My new sense of belongingness notwithstanding, I still felt very alone much of the time. More than two years after Anne had left, I hadn’t been involved in anything that would qualify as a date, let alone a relationship, unless you counted the time I wound up in a woman’s house on the outskirts of Laytonville, who, by way of making me welcome, laid out a line of cocaine.

I was out of there like a shot, having decided in the wake of Anne’s departure and other ensuing misfortunes that my problems had originated in what the hippies used to call cocaine karma. I’d resolved never again to look at, let alone touch the stuff. I’d stuck to this resolution, too, giving me a perhaps undeserved reputation as a goody-goody in certain circles.

That spring, though, I became obsessed with a girl I’d met in the Bay Area I first noticed her in a photo taken when the Lookouts had played at the band shell in Golden Gate Park (we’d played so loudly and/or badly that we were shut down, by the police, despite having been issued a permit by the city; they claimed they’d received complaints from three miles away in the Marina District). Soon afterward I discovered she was a fellow contributor to Maximum Rocknroll and a volunteer at Gilman Street.

She was about as uninterested in me as a girl could be without taking out a restraining order. I exaggerate; we spent some time together and had many long, involved conversations, only some of which involved her explaining in great detail just how clueless I was.
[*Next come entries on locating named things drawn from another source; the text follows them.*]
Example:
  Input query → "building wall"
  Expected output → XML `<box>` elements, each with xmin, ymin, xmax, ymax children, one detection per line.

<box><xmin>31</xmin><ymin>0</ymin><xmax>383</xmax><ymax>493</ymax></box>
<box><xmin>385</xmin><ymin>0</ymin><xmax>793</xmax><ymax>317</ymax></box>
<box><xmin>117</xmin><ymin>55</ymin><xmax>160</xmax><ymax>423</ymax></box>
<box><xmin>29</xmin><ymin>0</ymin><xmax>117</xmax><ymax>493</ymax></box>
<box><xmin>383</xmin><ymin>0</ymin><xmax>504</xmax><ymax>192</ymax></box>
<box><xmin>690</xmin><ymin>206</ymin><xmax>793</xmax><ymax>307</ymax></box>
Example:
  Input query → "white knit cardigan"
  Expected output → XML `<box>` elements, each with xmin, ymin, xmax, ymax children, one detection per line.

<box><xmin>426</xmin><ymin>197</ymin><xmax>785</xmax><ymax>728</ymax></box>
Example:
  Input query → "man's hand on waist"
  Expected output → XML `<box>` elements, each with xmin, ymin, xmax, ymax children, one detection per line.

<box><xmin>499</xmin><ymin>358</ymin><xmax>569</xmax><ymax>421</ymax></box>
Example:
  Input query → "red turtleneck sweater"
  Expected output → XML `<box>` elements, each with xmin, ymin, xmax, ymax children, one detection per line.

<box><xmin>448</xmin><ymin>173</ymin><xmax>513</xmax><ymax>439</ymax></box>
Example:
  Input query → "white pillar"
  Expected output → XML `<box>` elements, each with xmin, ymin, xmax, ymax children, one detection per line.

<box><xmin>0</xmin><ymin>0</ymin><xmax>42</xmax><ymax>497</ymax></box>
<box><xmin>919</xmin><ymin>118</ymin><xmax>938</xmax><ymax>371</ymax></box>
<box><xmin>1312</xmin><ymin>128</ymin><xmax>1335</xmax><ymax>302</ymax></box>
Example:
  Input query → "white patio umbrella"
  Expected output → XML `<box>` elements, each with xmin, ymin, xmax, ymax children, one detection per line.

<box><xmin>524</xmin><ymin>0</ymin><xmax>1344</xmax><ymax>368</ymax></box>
When it came to romance, however, her interest in me remained completely nonexistent.

Undeterred, I invited her up to the mountain; for reasons I never understood, she accepted. She loved it, despite not being by inclination a country girl. Our weekend passed in complete chastity, but it was pleasant having someone around for a change, especially someone who seemed to appreciate the wonder of a Spy Rock spring as much as I did.